Kitchen Safety 101
By Genesis Davies
With recent E. coli outbreaks in the U.S., people are suddenly paying a lot more attention to their food. Which is just as it should be. Although it nourishes us, the food we put into our bodies can be very dangerous if not handled correctly.
There are a few things the average home cook needs to keep in mind when preparing food for the family or friends. With just a little precaution, you can ensure that the food you serve is completely safe.
1. Keep hot foods hot and cold foods cold. The dangerous temperature zone for food is between 41º F and 140º F. This is the temperature range that encourages rapid bacteria growth and food should not be maintained at this temperature, either raw or cooked.
2. Be sure to wash your hands and the preparation surface before beginning to prepare your food. This is very important, since you can easily transfer bacteria and germs from other areas (such as doorknobs, bathroom faucets, etc.) to the food you are about to serve.
3. Disinfect fruit and vegetables. You might assume that the lettuce you bought in the supermarket is perfectly clean, but it is always better to be safe than sorry. All fruits and vegetables should be cleaned. You can add a couple drops of bleach to a bowl of water and let the whole veggies sit in it for about 5-10 minutes, or you can use a commercial vegetable wash.
4. Make sure your food is cooked to a safe temperature by using a meat thermometer. Meat is especially vulnerable to dangerous bacterial growth which will survive if not heated enough. Here are the safe internal temperatures for each type of meat:
- Poultry and stuffing: 165º F
- Pork: 145º F
- Seafood, beef and lamb: 145º F
- Ground beef: 155º F
5. Don’t let raw food contaminate cooked food. The cooked food is already safe, but if you use the same fork to transfer raw meat to the frying pan and then to lift the cooked meat, you have just contaminated the cooked meat. Also, raw food should always be stored on a lower shelf in the fridge than cooked. Separate plates or serving trays should always be used for cooked and raw food.

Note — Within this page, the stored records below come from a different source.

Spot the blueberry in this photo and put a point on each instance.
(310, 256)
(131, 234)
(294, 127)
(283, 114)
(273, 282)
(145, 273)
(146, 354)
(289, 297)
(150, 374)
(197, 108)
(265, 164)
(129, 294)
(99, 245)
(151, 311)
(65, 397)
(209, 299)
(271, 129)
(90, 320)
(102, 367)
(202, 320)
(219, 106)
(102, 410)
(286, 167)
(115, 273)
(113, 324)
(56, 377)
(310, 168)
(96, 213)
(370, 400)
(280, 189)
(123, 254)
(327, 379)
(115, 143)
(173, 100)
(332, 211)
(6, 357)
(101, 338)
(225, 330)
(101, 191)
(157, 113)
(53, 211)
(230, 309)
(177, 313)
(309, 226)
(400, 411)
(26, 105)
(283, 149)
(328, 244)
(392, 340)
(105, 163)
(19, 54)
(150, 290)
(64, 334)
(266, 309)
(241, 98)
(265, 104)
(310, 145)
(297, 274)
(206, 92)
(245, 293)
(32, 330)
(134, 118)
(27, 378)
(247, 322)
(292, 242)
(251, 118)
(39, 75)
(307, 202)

6. Reheat leftovers to boiling to avoid any problems. The microwave is ideal for reheating food because it automatically kills most bacteria and brings the food rapidly to a safe temperature.
By following the steps given above, you can ensure that your food is safe. There is no need to obsess about it, but taking precautionary measures means that you will stay healthy, and so will your family.